# Polynomial Relations

Given any two polynomials in a single variable it is always
possible to eliminate the variable and obtain a formula showing the
relationship between the two polynomials. Try this one.

Given any two polynomials in a single variable it is always possible to eliminate the variable and obtain a formula showing the relationship between the two polynomials.
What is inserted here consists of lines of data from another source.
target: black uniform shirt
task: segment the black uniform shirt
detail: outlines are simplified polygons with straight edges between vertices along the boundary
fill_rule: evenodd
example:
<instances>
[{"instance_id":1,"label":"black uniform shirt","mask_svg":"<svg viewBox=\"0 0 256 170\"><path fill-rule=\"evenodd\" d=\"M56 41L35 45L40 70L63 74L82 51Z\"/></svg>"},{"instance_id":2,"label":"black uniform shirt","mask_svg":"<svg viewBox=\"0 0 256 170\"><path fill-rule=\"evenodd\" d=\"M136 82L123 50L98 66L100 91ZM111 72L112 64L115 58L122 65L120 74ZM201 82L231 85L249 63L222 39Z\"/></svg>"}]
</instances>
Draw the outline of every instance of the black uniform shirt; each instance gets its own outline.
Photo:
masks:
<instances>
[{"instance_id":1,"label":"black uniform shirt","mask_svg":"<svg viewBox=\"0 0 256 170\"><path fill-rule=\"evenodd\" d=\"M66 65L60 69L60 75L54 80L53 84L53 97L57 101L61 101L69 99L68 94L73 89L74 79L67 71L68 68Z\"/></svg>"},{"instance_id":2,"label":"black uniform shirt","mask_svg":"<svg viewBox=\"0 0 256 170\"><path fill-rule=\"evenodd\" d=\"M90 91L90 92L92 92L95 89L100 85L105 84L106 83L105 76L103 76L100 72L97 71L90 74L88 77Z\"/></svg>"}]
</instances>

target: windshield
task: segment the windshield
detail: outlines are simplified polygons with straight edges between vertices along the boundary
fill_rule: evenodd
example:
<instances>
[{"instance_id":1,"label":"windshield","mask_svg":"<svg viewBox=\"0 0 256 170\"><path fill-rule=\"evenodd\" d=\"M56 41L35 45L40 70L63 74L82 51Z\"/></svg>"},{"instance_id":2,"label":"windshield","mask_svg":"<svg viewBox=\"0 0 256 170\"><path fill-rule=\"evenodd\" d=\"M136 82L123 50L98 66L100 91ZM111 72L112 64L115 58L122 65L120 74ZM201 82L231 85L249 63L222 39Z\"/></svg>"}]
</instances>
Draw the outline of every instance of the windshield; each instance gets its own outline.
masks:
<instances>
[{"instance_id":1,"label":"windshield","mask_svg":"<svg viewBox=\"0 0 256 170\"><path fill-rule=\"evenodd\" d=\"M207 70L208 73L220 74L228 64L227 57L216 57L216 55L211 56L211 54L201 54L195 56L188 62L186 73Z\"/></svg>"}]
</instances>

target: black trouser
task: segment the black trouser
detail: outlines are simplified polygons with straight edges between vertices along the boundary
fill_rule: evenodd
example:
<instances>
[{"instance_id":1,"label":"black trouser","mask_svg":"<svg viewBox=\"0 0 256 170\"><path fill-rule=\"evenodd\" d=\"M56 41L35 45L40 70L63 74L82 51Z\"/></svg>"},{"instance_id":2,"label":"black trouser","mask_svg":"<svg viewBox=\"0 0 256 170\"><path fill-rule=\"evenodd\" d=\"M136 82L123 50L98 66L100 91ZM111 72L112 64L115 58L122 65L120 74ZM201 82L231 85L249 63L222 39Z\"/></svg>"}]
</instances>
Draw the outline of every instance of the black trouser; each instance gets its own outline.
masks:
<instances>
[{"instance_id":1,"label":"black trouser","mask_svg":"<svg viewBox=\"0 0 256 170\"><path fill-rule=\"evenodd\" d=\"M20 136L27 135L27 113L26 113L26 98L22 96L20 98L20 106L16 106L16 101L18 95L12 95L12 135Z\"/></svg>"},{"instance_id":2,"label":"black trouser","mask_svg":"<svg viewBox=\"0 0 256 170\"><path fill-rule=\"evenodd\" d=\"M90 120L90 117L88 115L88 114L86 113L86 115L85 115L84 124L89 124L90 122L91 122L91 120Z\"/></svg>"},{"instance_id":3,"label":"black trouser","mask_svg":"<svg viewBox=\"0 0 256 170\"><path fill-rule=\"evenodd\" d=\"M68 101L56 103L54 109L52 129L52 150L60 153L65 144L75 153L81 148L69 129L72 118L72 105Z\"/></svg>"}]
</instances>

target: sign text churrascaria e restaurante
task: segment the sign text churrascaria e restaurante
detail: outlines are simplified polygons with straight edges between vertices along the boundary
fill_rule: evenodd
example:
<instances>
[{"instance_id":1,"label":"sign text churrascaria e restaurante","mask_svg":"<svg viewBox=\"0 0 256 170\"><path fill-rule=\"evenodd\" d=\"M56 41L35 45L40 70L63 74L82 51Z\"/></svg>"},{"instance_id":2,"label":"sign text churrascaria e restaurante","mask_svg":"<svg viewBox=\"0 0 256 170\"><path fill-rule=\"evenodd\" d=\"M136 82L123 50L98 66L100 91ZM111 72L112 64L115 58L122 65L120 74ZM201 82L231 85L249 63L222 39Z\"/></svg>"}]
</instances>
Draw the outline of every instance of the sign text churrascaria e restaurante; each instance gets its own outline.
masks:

Let $p(x) = x^2 + 2x$ and $q(x) = x^2 + x + 1$. Then, using a method which does not depend on knowing the answer, show that the relationship between the polynomials is:

\[ p^2 - 2pq + q^2 + 3p - 4q + 3 = 0 \]

What is $p-q$?

Good solutions to this problem were received from Tyrone of
Cyfarthfa High School in Merthyr Tydfil, and Koopa of Boston
College in the USA.

Tyrone solved the problem by relating both polynomials to
$(x+1)^2$ :

$$ \eqalign { p(x)=x^2 + 2x \Rightarrow &p
&=&(x+1)^2 - 1 \\ &p+1 &=& (x+1)^2 \\ }
$$

(1)

$$ \eqalign { q(x)=x^2 + x + 1 \Rightarrow &q
&=&(x+1)^2 - x \\ &q+x &=& (x+1)^2 \\ }
$$

(2)

$ \Rightarrow p+1=q+x $ (combining
eqns (1) and (2)).

But $x=(p+1)^{1/2}-1$ (from eqn (1)). So

$$ \eqalign { \Rightarrow p+1&=&q+ ((p+1)^{1/2}-1) \\

&=&q+ (p+1)^{1/2}-1 }$$

$$ \eqalign { p-q+2&=&(p+1)^{1/2} \\

(p-q+2)^2&=&p+1}$$.

Squaring the bracket,

$$ \eqalign { &p^2-pq+2p-pq+q^2-2q+2p-2q+4=p+1 \\ &p^2 -2pq+q^2+4p-4q+4=p+1 \\ &p^2-2pq+q^2+3p-4q+3=0 } $$.

Why do this problem?

It gives practice in manipulation of polynomials.

Possible approach

An easy lesson starter!

Key question

What is $p(x)-q(x)$?

Possible
extension

Learners can make up their own probems by writing down two
polynomials in $x$ and then eliminating $x$ between the
expressions. They might be asked to make up such a problem and
exchange problems with their partner. Then they can compare and
check results in pairs.

Possible support

Try a simpler example such as: find the formula relating $p$ and $q$ where $p=x+3$ and $q=x^2$.